Two other applications of the four-lepton data are worth a mention. The first is h → Z ZD where both the Z and ZD decay to a lepton/anti-lepton pair; this happens typically in 0.02 or more of h → Z ZD events. The second is h → Z a where a is a pseudo-scalar (see this page for more on scalars and pseudo-scalars to which the Higgs may decay) that occasionally decays to μμ.
For sufficiently large ZD mass, we can use existing data to estimate limits using h → Z Z* data. These limits on h → Z ZD are quite good, reaching about 0.002, because for this signal the strategy of reconstructing a Z particle correctly assigns the leptons, in contrast to a search for h → ZD ZD (Figure 3.)

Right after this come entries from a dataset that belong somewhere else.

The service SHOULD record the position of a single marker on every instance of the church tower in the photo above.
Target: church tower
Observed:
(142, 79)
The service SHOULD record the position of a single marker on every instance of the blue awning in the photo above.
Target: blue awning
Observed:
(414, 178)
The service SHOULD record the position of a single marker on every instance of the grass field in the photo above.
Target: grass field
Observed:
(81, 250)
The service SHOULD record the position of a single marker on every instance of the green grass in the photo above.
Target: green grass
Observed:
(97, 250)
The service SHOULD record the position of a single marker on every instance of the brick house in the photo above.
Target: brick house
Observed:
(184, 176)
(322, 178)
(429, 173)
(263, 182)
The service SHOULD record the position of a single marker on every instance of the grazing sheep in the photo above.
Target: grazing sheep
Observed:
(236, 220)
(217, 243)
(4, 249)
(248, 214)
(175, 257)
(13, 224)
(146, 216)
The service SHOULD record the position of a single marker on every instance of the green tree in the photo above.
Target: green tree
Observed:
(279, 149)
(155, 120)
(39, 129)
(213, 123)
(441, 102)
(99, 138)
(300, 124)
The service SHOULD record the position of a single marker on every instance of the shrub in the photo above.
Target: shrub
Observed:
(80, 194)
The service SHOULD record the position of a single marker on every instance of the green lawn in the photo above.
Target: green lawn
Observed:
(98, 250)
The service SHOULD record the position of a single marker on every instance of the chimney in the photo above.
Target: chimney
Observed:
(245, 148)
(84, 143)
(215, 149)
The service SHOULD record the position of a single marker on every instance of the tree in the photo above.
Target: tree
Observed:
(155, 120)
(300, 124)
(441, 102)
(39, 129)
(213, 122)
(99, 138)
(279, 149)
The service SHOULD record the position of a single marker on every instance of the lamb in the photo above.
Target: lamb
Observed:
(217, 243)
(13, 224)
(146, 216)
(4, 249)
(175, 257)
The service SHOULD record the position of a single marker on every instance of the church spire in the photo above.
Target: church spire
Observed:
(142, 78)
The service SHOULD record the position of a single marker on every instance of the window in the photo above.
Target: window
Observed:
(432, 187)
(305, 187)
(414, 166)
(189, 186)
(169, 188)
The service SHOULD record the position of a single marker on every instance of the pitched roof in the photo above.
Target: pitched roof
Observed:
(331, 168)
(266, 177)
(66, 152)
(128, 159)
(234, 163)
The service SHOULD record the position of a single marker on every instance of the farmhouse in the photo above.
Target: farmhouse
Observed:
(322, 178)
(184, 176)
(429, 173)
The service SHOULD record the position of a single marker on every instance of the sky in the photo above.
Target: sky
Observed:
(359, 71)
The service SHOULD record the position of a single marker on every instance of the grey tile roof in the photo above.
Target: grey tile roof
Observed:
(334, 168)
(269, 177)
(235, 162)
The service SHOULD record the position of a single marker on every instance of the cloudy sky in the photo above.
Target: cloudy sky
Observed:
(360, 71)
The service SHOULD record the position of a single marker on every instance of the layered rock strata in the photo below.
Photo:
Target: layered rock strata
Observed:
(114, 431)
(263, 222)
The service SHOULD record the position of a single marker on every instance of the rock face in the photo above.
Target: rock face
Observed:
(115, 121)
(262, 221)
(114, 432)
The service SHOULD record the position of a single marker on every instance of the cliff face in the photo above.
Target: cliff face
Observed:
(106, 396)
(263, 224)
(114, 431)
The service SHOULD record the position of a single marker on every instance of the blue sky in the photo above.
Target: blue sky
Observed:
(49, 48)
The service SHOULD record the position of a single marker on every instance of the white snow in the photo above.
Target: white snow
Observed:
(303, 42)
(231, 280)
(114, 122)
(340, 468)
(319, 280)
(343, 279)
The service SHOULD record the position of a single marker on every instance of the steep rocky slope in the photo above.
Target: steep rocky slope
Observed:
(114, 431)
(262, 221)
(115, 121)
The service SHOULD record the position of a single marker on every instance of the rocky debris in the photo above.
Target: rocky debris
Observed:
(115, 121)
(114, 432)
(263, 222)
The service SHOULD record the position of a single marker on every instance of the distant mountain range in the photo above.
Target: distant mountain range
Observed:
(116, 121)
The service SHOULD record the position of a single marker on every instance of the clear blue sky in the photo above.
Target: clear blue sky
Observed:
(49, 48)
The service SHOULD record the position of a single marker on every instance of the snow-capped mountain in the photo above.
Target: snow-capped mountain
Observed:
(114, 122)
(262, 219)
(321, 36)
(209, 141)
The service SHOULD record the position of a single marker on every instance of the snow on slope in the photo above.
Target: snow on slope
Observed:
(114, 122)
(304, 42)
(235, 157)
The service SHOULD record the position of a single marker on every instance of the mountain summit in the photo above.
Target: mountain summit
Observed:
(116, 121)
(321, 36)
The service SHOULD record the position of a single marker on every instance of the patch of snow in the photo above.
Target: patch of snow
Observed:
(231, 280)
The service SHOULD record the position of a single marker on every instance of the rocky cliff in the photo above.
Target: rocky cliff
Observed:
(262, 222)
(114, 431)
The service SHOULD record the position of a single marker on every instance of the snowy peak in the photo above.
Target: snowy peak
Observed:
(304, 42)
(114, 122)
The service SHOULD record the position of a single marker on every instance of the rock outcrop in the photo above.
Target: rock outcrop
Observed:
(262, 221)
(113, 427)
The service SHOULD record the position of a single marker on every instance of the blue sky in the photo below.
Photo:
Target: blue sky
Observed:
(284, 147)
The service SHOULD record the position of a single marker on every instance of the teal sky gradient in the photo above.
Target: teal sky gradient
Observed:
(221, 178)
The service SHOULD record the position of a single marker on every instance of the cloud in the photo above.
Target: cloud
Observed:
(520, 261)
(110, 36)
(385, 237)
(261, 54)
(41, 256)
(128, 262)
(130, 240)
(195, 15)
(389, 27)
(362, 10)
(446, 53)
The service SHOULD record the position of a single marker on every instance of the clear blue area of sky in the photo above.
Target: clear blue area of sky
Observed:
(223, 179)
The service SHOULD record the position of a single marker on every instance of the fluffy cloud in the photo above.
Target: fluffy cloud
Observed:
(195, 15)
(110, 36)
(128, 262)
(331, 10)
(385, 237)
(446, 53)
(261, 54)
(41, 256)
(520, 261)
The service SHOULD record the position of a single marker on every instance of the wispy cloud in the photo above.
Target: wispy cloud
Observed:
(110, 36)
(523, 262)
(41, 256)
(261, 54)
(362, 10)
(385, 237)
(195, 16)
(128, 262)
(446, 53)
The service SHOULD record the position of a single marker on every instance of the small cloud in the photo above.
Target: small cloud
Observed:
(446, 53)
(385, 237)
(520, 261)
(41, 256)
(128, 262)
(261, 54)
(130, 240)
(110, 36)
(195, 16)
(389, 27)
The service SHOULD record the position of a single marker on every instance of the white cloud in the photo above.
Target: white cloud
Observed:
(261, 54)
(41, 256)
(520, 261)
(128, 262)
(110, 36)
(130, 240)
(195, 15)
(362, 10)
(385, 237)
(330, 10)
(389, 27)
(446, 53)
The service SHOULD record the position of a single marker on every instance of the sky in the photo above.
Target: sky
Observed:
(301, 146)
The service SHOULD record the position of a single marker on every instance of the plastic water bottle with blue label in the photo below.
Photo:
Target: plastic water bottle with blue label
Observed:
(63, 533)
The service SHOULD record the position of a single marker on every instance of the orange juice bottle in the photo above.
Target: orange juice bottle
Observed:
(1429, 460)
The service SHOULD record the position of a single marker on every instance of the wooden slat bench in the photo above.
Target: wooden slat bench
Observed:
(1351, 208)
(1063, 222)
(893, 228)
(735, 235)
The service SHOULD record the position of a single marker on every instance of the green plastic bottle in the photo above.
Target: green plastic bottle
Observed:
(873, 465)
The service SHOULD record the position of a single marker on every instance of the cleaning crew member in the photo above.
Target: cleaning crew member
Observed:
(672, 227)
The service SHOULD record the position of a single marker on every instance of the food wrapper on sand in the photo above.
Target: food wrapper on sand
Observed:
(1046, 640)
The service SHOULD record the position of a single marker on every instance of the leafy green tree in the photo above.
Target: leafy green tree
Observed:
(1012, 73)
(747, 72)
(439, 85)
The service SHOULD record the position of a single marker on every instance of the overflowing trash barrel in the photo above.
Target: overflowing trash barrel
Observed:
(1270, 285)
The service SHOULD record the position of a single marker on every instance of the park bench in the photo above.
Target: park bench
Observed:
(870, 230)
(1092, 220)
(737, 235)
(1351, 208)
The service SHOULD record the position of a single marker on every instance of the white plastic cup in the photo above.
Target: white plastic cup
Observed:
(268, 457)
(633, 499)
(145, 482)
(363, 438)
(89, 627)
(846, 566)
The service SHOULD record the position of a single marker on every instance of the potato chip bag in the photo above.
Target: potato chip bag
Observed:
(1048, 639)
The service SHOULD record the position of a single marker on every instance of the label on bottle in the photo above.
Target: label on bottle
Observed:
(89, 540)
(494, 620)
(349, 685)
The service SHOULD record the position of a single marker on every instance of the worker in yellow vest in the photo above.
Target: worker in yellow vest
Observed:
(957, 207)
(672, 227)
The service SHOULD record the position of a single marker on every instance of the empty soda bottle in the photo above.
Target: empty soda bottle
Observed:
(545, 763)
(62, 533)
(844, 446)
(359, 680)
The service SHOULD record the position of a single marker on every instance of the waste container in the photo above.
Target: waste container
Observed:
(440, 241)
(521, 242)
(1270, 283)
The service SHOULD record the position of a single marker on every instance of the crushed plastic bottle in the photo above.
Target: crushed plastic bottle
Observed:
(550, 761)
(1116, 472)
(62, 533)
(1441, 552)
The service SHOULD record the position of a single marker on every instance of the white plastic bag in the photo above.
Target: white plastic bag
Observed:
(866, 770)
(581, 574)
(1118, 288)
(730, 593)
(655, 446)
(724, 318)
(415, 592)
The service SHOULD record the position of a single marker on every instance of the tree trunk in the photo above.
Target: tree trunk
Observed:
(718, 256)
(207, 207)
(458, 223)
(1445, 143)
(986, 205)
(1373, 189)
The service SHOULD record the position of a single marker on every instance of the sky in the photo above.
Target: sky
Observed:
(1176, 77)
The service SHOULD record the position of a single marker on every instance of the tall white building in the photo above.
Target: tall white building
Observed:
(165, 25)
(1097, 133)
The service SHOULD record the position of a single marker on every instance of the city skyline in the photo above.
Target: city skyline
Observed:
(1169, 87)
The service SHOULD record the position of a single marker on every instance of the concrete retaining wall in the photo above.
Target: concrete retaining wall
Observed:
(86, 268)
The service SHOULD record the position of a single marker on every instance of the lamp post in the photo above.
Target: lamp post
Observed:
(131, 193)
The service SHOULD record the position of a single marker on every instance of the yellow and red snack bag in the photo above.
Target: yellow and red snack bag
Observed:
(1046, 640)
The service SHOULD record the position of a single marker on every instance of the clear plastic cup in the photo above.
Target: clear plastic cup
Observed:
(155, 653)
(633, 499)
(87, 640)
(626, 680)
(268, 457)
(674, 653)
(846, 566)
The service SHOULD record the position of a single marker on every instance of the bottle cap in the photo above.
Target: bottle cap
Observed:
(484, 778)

However, there are indirect limits on h → Z ZD from other (electroweak) precision measurements, and these are still a few times stronger than any limits that likely can be obtained from measurements using current LHC data. Only with future data will such a search become competitive with the indirect limits. In a revision of our paper, we have concluded this statement is not correct. One of our sources for limits from electroweak precision measurements was not sufficiently precise. The effect is that the true limits are weaker, and that searches in current data would be competitive with indirect limits, at least for a ZD heavier than 10 GeV/c².
On the other hand, data is not available for us to put limits on h → Z a where the a has a mass below about 10 GeV/c2. A search for a low mass muon/anti-muon resonance in the presence of a (candidate) leptonically-decaying Z particle appears well-motivated.